She sat silent for a moment, gave a little sigh, and said,

"Well, it will all be over soon! In the meantime things are no worse than they were! His will be done!"

"I should have liked to make a few friends with the mammon of unrighteousness before we were turned out naked!"

"We shall have plenty," answered the mother, "—God himself, and a few beside! If you could make friends with the mammon, you can make friends without it!"

"Yes, that is happily true! Ian says it was only a lesson for the wise and prudent with money in their pockets—a lesson suited to their limited reception!"

As they spoke, Nancy entered.

"Please, laird," she said, "Donal shoemaker is wanting to see you."

"Tell him to come in," answered the chief.

Donal entered and stood up by the door, with his bonnet under his arm—a little man with puckered face, the puckers radiating from or centering in the mouth, which he seemed to untie like a money-hag, and pull open by means of a smile, before he began to speak. The chief shook hands with him, and asked how he could serve him.

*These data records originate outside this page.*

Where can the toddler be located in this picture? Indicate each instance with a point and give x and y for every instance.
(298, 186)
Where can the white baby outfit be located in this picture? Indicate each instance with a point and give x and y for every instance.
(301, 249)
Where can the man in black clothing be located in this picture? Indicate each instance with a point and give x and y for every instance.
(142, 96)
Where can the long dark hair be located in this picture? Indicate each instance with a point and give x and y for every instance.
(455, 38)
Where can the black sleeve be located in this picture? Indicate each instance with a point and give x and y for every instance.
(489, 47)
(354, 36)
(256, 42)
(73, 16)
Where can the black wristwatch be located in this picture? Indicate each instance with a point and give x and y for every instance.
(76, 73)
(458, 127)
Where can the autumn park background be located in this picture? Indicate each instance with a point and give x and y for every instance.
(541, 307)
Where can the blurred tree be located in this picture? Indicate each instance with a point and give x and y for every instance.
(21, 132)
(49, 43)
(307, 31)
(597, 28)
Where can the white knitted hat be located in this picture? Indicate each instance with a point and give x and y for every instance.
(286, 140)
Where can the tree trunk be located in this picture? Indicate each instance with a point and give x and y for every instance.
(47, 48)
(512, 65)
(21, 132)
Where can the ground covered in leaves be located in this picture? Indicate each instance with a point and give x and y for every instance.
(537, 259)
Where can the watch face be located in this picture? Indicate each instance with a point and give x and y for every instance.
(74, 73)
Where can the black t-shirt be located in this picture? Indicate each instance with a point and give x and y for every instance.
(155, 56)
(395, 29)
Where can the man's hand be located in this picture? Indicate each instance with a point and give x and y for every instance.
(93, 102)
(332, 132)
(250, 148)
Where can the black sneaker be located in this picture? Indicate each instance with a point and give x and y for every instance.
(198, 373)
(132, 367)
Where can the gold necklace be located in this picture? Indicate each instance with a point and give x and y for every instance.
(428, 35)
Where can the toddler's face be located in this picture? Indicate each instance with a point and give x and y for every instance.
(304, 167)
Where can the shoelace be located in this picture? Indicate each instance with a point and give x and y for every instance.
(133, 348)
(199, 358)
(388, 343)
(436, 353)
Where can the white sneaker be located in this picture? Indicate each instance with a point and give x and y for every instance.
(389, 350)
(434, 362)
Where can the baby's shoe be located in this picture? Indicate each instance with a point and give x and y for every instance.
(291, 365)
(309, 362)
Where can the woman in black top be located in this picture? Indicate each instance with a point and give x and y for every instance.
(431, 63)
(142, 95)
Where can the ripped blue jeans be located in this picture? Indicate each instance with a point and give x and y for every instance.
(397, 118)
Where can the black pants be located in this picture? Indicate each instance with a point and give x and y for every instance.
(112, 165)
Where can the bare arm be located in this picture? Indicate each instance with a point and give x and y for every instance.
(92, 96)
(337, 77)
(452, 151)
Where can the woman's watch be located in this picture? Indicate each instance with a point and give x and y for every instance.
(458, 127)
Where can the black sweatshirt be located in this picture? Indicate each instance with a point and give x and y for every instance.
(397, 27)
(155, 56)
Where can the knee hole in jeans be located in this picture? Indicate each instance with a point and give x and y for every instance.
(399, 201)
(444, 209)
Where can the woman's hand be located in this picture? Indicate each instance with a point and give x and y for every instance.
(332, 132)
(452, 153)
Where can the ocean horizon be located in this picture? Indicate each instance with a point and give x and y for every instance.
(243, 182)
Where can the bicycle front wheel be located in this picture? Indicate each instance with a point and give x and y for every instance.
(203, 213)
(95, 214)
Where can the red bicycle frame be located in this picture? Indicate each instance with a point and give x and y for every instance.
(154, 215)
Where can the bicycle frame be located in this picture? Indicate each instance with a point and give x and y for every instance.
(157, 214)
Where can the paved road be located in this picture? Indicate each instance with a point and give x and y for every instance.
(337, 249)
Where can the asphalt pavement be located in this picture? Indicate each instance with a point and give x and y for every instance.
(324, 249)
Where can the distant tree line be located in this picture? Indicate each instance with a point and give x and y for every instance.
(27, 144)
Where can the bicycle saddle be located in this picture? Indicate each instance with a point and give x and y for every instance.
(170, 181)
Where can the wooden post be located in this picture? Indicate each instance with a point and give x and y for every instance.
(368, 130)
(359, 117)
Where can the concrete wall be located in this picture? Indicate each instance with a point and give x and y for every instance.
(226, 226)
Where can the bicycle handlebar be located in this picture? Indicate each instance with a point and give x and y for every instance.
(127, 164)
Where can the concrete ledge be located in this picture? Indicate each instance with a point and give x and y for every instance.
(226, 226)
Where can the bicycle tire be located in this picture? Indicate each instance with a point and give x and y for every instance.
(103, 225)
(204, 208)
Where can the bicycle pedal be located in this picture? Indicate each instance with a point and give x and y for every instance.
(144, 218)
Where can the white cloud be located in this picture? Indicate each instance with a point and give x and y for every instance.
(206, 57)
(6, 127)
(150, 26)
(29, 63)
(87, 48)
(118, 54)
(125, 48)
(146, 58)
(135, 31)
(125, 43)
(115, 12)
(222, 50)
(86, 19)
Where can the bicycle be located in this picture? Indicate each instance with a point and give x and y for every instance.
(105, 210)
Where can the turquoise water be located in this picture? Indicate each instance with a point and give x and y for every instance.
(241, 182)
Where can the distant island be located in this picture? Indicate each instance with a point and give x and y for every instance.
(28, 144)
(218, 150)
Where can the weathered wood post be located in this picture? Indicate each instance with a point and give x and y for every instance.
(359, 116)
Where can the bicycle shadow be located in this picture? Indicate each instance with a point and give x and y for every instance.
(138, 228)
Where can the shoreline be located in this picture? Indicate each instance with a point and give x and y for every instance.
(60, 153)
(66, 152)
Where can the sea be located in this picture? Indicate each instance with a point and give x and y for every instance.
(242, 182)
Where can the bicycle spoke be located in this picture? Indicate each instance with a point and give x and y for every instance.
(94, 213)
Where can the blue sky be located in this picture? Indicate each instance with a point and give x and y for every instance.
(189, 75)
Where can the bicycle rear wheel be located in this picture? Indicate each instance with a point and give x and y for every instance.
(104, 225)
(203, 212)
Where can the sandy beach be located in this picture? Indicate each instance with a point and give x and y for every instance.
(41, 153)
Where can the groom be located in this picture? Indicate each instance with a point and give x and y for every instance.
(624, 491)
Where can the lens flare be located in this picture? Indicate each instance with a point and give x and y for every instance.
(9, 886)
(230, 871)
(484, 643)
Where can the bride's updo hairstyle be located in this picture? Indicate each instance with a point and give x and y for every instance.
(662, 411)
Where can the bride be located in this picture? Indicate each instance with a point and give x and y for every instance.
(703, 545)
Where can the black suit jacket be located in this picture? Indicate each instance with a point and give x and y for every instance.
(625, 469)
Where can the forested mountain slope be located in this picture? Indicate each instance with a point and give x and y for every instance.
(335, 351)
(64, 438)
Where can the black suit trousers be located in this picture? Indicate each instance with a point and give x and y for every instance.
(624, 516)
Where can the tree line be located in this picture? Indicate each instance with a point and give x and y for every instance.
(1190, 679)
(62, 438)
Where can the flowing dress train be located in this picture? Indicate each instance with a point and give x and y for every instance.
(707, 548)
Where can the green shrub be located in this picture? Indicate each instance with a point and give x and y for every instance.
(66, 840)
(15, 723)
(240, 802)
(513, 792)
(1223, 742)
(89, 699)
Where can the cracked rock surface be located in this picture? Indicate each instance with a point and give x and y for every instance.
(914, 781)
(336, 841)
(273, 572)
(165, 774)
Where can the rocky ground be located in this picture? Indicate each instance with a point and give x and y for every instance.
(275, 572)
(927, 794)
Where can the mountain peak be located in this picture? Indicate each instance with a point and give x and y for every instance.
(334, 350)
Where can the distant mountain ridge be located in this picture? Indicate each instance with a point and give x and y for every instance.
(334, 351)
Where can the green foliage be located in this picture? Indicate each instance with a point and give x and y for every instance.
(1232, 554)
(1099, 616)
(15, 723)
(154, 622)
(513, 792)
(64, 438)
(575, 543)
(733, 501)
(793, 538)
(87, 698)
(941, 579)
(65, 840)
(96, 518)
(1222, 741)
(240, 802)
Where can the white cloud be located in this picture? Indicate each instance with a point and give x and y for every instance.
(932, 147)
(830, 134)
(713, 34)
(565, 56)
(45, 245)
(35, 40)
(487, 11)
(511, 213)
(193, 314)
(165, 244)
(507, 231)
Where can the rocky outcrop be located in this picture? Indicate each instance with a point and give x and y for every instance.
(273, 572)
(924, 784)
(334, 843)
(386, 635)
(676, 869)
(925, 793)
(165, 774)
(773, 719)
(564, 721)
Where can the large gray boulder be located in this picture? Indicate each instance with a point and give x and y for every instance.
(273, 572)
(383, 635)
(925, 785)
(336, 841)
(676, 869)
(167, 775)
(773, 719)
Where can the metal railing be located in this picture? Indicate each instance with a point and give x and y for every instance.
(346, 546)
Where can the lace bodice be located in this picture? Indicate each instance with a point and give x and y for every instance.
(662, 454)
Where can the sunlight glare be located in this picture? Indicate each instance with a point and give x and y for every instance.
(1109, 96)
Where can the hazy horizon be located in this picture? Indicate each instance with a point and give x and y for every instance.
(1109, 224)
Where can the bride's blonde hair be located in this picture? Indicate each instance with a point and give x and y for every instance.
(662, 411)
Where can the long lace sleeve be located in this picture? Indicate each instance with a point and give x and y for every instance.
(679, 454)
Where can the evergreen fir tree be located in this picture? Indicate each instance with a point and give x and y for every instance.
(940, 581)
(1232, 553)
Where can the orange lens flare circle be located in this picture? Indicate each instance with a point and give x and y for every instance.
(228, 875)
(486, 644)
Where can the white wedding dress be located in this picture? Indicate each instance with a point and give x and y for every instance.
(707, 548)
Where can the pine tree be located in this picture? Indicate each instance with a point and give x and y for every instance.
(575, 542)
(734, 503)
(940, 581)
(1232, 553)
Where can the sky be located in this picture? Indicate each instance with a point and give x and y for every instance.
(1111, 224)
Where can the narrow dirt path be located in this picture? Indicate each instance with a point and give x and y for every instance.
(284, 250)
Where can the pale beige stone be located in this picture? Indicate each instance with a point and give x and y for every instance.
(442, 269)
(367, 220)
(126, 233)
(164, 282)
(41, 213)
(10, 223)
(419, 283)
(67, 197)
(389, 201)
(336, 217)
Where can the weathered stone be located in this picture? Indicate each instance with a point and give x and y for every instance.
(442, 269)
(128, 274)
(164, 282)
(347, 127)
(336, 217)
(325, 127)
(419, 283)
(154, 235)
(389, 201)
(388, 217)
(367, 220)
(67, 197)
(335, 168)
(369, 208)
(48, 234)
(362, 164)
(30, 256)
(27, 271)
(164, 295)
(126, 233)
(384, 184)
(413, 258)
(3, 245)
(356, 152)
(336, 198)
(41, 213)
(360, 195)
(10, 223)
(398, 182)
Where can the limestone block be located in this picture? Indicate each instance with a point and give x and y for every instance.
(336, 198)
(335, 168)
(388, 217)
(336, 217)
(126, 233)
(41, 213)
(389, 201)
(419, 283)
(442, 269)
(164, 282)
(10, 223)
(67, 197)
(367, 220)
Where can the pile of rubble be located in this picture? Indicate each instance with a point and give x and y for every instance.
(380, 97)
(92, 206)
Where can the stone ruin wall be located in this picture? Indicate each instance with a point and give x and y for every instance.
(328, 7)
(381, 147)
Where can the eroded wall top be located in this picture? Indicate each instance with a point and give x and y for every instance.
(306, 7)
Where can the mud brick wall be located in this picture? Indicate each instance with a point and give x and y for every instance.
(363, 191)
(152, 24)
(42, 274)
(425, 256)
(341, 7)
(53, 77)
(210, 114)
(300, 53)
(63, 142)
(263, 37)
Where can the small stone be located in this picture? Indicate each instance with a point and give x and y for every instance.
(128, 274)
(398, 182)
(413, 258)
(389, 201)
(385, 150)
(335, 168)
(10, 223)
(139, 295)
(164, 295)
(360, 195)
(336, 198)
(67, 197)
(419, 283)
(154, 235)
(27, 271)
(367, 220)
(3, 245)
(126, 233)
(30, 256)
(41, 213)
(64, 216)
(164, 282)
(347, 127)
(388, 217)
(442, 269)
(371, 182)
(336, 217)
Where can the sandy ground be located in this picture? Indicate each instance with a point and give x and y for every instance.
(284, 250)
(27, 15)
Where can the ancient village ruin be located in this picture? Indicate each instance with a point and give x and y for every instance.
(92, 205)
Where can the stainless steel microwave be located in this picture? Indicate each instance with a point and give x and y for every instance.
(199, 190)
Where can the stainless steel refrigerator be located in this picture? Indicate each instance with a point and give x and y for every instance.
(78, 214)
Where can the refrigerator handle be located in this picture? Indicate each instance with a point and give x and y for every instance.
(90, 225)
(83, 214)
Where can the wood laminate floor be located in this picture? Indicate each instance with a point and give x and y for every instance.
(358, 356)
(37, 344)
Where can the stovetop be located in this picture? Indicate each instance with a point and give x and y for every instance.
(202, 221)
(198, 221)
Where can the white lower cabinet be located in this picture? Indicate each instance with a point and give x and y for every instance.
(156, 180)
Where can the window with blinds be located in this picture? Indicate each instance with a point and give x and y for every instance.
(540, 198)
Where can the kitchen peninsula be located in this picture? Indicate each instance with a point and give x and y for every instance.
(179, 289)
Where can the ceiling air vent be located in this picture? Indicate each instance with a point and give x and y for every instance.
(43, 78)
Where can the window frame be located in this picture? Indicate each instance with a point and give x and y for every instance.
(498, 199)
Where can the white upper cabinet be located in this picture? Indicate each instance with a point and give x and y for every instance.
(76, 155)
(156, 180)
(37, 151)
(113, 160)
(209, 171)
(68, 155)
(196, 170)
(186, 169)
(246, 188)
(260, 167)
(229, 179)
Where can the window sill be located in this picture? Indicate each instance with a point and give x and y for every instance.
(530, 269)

"It will not be to your pleasure to know, Macruadh," said Donal, humbly declining to sit, "that I have received this day notice to quit my house and garden!"

The house was a turf-cottage, and the garden might grow two bushels and a half of potatoes.

"Are you far behind with your rent?"

"Not a quarter, Macruadh."

"Then what does it mean?"

"It means, sir, that Strathruadh is to be given to the red deer, and the son of man have nowhere to lay his head. I am the first at your door with my sorrow, but before the day is over you will have—"

Here he named four or five who had received like notice to quit.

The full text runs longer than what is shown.